David Bowie l’entrepreneur

Le roi de la pop David Bowie disparu dimanche a aussi été un entrepreneur innovant utilisant tous les supports à sa disposition pour diffuser et financer sa carrière.

Il est le premier chanteur à lancer des obligations. En 1997, les Bowie Bond, garanties par son catalogue font swinguer Wall Street. David Bowie a alors 50 ans et déjà une très belle carrière derrière lui. Il est surtout l'un des rares chanteurs à avoir gardé la main sur ses droits d'auteurs. Un réflexe d'homme d'affaires avisé, mais aussi d'artiste soucieux de préserver son oeuvre.

Comment valoriser ce pactole ? En levant une obligation adossée aux revenus générés par son répertoire, les 300 chansons sorties entre 1969 et 1990, lui suggère un banquier de Wall Street. Il va lever ainsi 55 millions de dollars, remboursable dans dix ans. L'assureur Prudential rafle tous les titres qui offrent une rentabilité de 7,9 %. On croit rêver !

Ces obligations feront des émules ?

Le banquier-conseil de l’icône de la pop renouvelle l'opération avec James Brown, Rod Stewart.

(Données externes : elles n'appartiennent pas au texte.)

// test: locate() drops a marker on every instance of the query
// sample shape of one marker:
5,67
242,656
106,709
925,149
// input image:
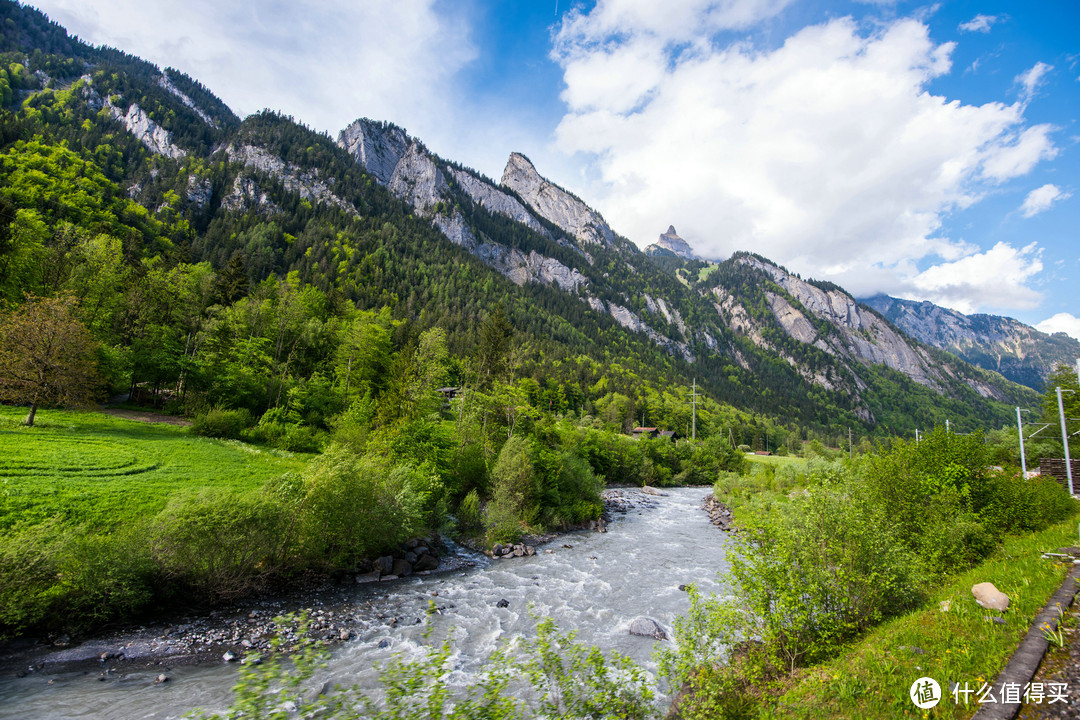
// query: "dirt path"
143,416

Mais ce mode de financement restera anecdotique dans l'industrie musicale parce qu'il implique la détention des droits d'auteur par l'artiste. En revanche, à Wall Street ces obligations sont une étape clé dans le développement de la titrisation qui va se répandre à grande échelle jusqu'à la crise de 2008.

L'obligation Bowie est adossée à un actif pour le moins original, les droits de propriété intellectuelle. Faute de données historiques sur l'évolution de ce capital atypique, l'analyse du risque est quasiment impossible, c'est pourquoi ces produits financiers demeurent exceptionnels. D'ailleurs les Bowie Bonds deviennent des obligations pourries en 2004 quand Internet commence à tailler dans les revenus classiques des auteurs interprètes. Mais le chanteur lui a toujours la main sur ses droits.

David Bowie, pionnier dans la musique en ligne

L'année où il lance ses obligations, il est aussi le premier chanteur à proposer sur la toile un titre en téléchargement. Deux ans plus tard, il sort l'album Hours dans les mêmes conditions. Il comprend très vite qu'Internet redistribue les cartes.

Dans une interview donnée au New York Times en 2002, il explique que la musique sera à l'avenir un bien comparable à l'eau ou à l'électricité. Que le concert sera la pierre angulaire de l'artiste et non plus le disque produit par les labels qu'il voyait aussi disparaître. Il annonce même la fin des droits d'auteur. Toutes ces prophéties ne se sont pas réalisées, mais elles ont nourri le débat dans une industrie en pleine mutation.

Un entrepreneur du XXIe siècle

Il a lancé plusieurs entreprises innovantes dans le numérique, le Bowie Net par exemple. Ce fournisseur d'accès à Internet proposait en prime, en avant-première ou en accès exclusif, les produits de l'artiste. La Bowie Bank, une banque en ligne, a été mise sur pied dans la foulée.

Ces projets disruptifs vont péricliter quand la bulle Internet éclate. Même s'il a amassé une jolie fortune, estimée à 200 millions d'euros, c'est d'abord le meilleur moyen de distribuer ses oeuvres avec les technologies existantes qui semble avoir motivé la carrière d'homme d'affaires de ce musicien.